We'll use a common variety hardwood, one that I've burned a lot of my first season. Sugar (hard) Maple, closely comparable to Northern Red Oak, yet lower in BTU value than Hickory which seems to be a more common variety in the Mid West/South Atlantic. Hemlock is as comparable in BTUs on the West Coast areas.


Wood Application

Wood: Sugar (hard) maple
BTUs per cord: 24,000,000
Average price per cord (green) in North Eastern USA: $250 C/S/D
Efficiency of wood burning appliance: Average 75%
Effective BTUs per cord: 18,000,000

Gas Application

Appliance: Goodman, LP forced air
BTU's per Gallon of LP: 91,502
Average price per gallon: $2.40
Efficiency of LP burning appliance: 96%
Effective BTUs per gallon: 87,842

To make to cost comparison I'm bringing LP in gallons to 104:1. This will put us at $249.6 or equal to the cost of a cord of hardwood cut, split and delivered.

End Result:

Effective BTUs per cord of wood: 18,000,000 (unchanged)
Effective BTUs per 104 gallons of LP: 9,135,568
Effective price: $250

Wood appears to be nearly 2x's more cost effective than LP for shear BTUs given the efficiency of the appliances listed.

Sites:

http://worldforestindustries.com/forest-biofuel/firewood/firewood-btu-ratings/

https://www.amerigas.com/amerigas-blog/2012/march/geeking-out-over-propane

https://jotul.com/us/products/wood-stoves/jotul-f-500-oslo--50528

Could not site my LP furnace as I'm unsure which model it is exactly. I do know it is a 96% efficient model.

Please let me know if my numbers are fudged up.


----------



## billb3 (Apr 15, 2019)

1/2 the price of propane sounds right


There are a number of fuel comparison calculators online to verify/compare calculations


Of course there's always how many BTU you need per hour on the coldest day of Winter and if your heating devices are capable of serving your needs. Your area is probably 45-50 BTU / sq ft


----------



## bfitz3 (Apr 15, 2019)

Why not just calculate BTUs/$?

Wood: 18,000,000/250 = 72,000BTU/$
Propane: 87848/2.40 = 36,600BTU/$

As you said, wood is about half the price of LP. The units of BTU/$ just feel much more intuitive.

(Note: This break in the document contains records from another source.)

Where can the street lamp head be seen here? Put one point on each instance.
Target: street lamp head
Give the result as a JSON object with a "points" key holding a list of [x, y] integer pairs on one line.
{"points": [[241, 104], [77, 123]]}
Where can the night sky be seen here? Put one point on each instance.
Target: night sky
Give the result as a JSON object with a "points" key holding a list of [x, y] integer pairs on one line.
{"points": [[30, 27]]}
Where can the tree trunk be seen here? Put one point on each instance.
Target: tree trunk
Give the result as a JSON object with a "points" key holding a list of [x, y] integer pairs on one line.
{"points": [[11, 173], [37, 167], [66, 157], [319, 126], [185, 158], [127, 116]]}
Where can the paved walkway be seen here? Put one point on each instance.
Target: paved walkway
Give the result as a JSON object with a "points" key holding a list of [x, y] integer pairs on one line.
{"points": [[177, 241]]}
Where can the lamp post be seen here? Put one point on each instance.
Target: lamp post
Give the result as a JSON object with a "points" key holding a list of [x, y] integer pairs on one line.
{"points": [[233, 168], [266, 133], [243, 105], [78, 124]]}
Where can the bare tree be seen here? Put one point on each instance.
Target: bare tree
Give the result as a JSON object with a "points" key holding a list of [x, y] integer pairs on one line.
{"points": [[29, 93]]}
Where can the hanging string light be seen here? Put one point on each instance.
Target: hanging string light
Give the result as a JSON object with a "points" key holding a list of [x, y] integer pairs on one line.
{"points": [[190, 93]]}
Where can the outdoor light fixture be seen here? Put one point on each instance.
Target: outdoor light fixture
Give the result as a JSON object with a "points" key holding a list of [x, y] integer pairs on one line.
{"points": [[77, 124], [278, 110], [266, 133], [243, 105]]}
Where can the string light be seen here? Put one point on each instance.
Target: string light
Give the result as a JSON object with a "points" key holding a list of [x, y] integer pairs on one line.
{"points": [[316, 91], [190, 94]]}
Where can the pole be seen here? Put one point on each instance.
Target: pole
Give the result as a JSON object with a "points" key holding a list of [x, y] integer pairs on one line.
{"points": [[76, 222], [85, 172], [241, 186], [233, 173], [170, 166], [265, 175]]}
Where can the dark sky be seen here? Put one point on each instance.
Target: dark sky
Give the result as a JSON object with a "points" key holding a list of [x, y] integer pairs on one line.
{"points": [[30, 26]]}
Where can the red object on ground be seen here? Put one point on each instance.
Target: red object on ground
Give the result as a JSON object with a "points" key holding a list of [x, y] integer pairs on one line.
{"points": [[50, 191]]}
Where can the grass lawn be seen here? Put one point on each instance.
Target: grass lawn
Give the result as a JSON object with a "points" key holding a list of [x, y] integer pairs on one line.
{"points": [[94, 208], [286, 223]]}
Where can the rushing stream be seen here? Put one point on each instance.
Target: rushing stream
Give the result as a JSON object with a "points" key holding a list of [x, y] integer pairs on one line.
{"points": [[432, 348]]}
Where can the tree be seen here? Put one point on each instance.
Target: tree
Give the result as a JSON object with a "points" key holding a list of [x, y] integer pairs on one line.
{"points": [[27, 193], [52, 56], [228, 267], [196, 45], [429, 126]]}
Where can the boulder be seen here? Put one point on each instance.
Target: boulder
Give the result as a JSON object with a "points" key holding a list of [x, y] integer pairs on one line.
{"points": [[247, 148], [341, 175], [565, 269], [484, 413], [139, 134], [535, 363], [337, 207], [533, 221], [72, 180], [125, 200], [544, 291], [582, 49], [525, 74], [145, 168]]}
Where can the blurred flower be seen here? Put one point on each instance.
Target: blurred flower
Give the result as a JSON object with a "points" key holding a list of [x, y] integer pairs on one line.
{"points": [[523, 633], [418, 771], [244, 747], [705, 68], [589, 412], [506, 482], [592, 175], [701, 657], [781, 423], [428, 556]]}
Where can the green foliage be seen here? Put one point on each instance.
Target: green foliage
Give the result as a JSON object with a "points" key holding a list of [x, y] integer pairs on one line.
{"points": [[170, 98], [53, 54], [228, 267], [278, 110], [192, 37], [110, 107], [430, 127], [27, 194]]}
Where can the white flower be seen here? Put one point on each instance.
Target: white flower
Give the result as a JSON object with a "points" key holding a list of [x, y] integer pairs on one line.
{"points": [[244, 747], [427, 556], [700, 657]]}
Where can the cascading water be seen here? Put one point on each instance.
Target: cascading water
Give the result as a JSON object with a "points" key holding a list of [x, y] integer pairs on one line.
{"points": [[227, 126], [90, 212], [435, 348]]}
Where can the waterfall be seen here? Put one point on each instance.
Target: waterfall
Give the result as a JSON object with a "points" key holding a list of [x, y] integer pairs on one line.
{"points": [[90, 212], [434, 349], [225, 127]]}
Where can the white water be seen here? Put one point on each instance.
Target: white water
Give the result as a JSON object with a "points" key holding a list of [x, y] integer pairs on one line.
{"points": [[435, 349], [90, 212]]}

This makes on the fly changes possible too. If you change wood species, say to one with 20MBTU, multiply wood’s BTU/$ by 20/24. If propane dropped to $2/gal, multiply propane’s BTU/$ by 2.40/2.00 and similarly for a change in wood cost. 

I’m gonna stop before someone reports me to the geek police.


----------



## KJamesJR (Apr 16, 2019)

bfitz3 said:


> Why not just calculate BTUs/$?
> 
> Wood: 18,000,000/250 = 72,000BTU/$
> Propane: 87848/2.40 = 36,600BTU/$
> ...



I felt it was important to show my work. I.e. appliance efficiency. When I threw 18 million out for maple someone who knows the difference wouldn’t take up arms. My brain also likes to makes things more difficult than they need to be.


----------



## Soundchasm (Apr 25, 2019)

A benchmark I've used that I believe to be reliable is that one cord of wood equals 100 gallons of fuel oil.  Is it true?  I have no idea.  Seems pretty magical.  But if so, how convenient.

I calculate how many cords I've burned and multiply it by the price of fuel oil.  I then look at the time I spent C/S/S to figure out how much I was paid to process my firewood.

You could look at the relationship between fuel oil and LP BTUs and use it as another angle to verify your findings.


----------



## billb3 (Apr 25, 2019)

Soundchasm said:


> A benchmark I've used that I believe to be reliable is that one cord of wood equals 100 gallons of fuel oil.  Is it true?  I have no idea.  Seems pretty magical.  But if so, how convenient.
> 
> I calculate how many cords I've burned and multiply it by the price of fuel oil.  I then look at the time I spent C/S/S to figure out how much I was paid to process my firewood.
> 
> You could look at the relationship between fuel oil and LP BTUs and use it as another angle to verify your findings.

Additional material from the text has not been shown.